Je n’ai pas besoin de me retourner pour voir l’église. Je sais qu’elle est là. Ses fondations descendent dans la terre plus bas encore que tu n’y es descendu. Si son ombre ne s’étend pas vers moi, la lune la projette sur une partie de la ville, sur beaucoup de toits qui n’en ont pas conscience.
On dirait qu’elle a jailli vers le ciel comme un grand cri d’une âme en détresse ; mais elle demeure attachée à la terre par de puissantes racines qui sont de granit, de chaux et de ciment. Ni le vent ni les portes de l’enfer ne prévaudront contre elle. Elle s’élève si haut qu’on la voit de très loin. Elle est le lieu où se réunissent beaucoup de femmes qui éprouvent le besoin de prier, et quelques hommes, surtout ces messieurs de la fabrique, dont la place est marquée au Banc-d’Œuvre. Tu n’avais qu’une chaise dans le chœur, près de la crédence de marbre sur laquelle on voyait les burettes avec le manuterge, le bénitier avec son goupillon. Cette chaise te suffisait : tu n’avais pas besoin, pour prier, d’être agenouillé sur du velours.

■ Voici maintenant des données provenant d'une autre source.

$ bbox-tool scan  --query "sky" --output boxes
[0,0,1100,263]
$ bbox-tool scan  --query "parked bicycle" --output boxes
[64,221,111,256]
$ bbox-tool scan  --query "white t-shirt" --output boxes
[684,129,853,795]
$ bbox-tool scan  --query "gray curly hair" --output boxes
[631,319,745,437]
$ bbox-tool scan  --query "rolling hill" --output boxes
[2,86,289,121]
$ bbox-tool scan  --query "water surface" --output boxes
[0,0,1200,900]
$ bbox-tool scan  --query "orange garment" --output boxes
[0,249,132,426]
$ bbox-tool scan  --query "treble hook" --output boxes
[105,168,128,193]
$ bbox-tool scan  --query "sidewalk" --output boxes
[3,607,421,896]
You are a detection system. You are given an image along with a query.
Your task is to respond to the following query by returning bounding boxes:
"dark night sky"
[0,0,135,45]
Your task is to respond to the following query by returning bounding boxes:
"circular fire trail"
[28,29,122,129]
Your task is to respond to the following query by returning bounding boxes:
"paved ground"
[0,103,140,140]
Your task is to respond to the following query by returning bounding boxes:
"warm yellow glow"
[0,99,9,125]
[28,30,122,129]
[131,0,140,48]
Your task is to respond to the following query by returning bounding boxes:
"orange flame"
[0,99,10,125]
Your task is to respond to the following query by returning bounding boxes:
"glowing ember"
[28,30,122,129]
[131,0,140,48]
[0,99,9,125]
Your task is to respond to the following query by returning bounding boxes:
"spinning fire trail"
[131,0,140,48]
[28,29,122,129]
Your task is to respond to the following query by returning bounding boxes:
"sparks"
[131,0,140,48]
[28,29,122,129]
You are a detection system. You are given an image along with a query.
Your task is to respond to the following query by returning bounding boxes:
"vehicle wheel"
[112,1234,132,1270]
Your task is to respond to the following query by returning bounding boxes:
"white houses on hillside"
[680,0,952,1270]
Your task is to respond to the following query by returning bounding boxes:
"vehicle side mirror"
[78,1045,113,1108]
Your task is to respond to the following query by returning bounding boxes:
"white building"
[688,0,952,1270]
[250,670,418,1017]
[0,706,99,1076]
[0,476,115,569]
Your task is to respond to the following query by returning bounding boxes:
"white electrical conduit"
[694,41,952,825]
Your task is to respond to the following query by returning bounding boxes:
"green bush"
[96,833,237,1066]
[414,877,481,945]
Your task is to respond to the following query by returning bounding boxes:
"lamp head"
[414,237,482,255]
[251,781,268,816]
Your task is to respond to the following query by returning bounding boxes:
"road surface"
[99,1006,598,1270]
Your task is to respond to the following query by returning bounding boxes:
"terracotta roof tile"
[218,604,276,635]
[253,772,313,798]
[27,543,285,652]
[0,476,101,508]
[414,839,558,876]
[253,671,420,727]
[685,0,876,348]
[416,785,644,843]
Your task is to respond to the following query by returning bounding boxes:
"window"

Mais il me semble t’entendre me dire comme autrefois, les soirs où j’arrivais :
— Il est tard. Tu dois être fatigué de ton voyage. Couche-toi donc. D’ici quinze jours, nous avons le temps de causer.
Je ne suis pas fatigué, mais tu as raison.
J’arrivais de Paris. Tu t’inquiétais que je n’y fusse pas trop malheureux. Ils ne connaissent point ce sentiment, ceux qui envoient dans la grande ville leurs fils armés de toutes pièces pour la lutte et décidés à jouer des coudes au milieu de la cohue. Tu ne rêvais pour moi qu’une vie semblable à la tienne, et tu ne tenais guère à ce que j’écrive, comme tu disais, « dans les journaux ».
J’escalade de nouveau, en sens inverse, le mur du cimetière. Il fait toujours le même clair de lune : toute la terre en est ennoblie, jusqu’à ce sentier où je marche et que tant de fois tu as suivi : j’en compterais tous les brins d’herbe. Mais je vois aussi les maisons, les rochers et les bois comme fondus ensemble dans un doux apaisement. Oui : nous avons le temps de causer. Il n’y a même plus besoin que nous soyons, comme autrefois, assis à la même table. Je te vois, je t’écoute mieux maintenant. Ta mort, comme ce clair de lune fait de la terre, m’illumine ta vie tout entière.
Tu n’aimais ni la médisance, ni la calomnie, ni le mensonge, mais tu médisais de toi, tu te calomniais, tu te mentais à toi-même.